Reprint of the original, first published in 1861.
Jewish Feeling brings together affect theory and Jewish Studies to trace Jewish difference in literary works by nineteenth-century Anglo-Jewish authors. Dwor argues that midrash, a classical rabbinic interpretive form, is a site of Jewish feeling and that literary works underpinned by midrashic concepts engage affect in a distinctly Jewish way. The book thus emphasises the theological function of literature and also the new opportunities afforded by nineteenth-century literary forms for Jewish women's theological expression. For authors such as Grace Aguilar (1816-1847) and Amy Levy (1861-1889), feeling is a complex and overlapping category that facilitates the transmission of Jewish ways of thinking into English literary forms.
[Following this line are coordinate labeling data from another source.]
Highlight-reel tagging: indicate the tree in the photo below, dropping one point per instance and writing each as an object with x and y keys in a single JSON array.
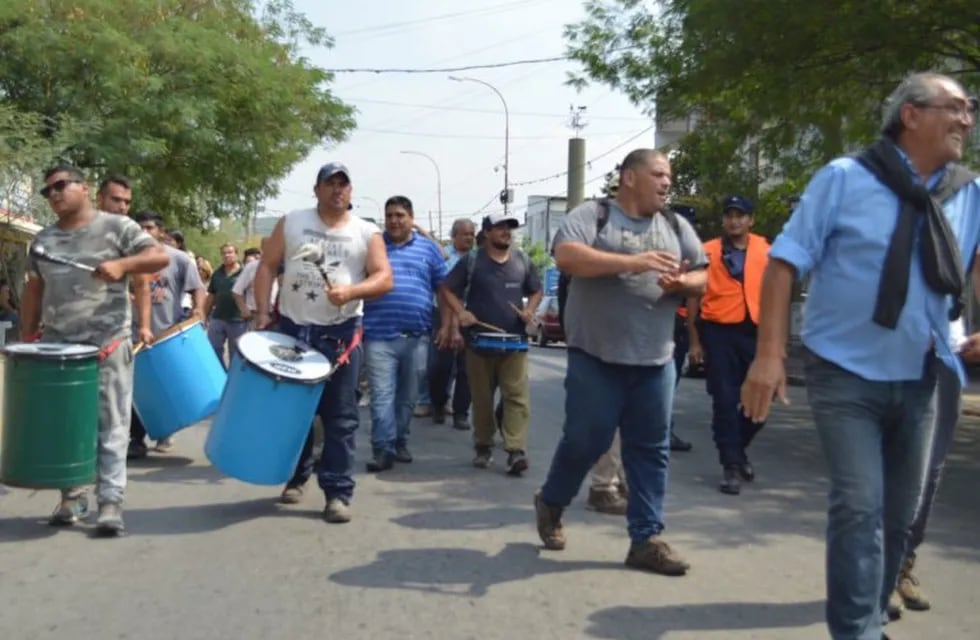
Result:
[
  {"x": 206, "y": 104},
  {"x": 777, "y": 87}
]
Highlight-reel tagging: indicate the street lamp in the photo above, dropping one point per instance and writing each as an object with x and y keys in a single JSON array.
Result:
[
  {"x": 438, "y": 184},
  {"x": 505, "y": 194},
  {"x": 376, "y": 203}
]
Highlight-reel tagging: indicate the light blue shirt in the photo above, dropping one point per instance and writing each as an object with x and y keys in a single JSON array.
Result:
[{"x": 839, "y": 233}]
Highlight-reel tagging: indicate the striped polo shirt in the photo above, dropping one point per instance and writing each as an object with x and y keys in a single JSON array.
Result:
[{"x": 419, "y": 268}]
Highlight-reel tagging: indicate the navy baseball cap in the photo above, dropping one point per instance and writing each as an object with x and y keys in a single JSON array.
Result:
[
  {"x": 738, "y": 203},
  {"x": 492, "y": 220},
  {"x": 331, "y": 169}
]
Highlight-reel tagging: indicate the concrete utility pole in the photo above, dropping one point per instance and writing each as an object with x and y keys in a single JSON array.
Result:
[{"x": 576, "y": 158}]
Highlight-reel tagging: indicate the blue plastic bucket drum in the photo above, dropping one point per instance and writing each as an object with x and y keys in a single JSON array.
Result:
[
  {"x": 499, "y": 343},
  {"x": 177, "y": 381},
  {"x": 274, "y": 386}
]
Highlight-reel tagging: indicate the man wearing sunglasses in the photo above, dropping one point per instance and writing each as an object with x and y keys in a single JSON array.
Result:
[
  {"x": 884, "y": 236},
  {"x": 82, "y": 307},
  {"x": 723, "y": 335}
]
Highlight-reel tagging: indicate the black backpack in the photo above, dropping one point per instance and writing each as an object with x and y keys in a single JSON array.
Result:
[{"x": 602, "y": 217}]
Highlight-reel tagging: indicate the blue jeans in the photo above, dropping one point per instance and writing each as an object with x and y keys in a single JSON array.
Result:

Dwor reads them alongside George Eliot, herself deeply engaged with issues of contemporary Jewish identity. This sheds new light on Eliot by positioning her works in a nexus of Jewish forms and concerns. Ultimately, and despite considerable differences in style and outlook, Aguilar and Levy are shown to deploy Jewish feeling in their ethics of futurity, resistance to conversion and closure, and in their foregrounding of a model of reading with feeling.
A collection of essays that portray the role and diverse expressions of religious freedom in Pennsylvania history and point to Pennsylvania's unique contribution to the rise of religious liberty in America. Illustrated.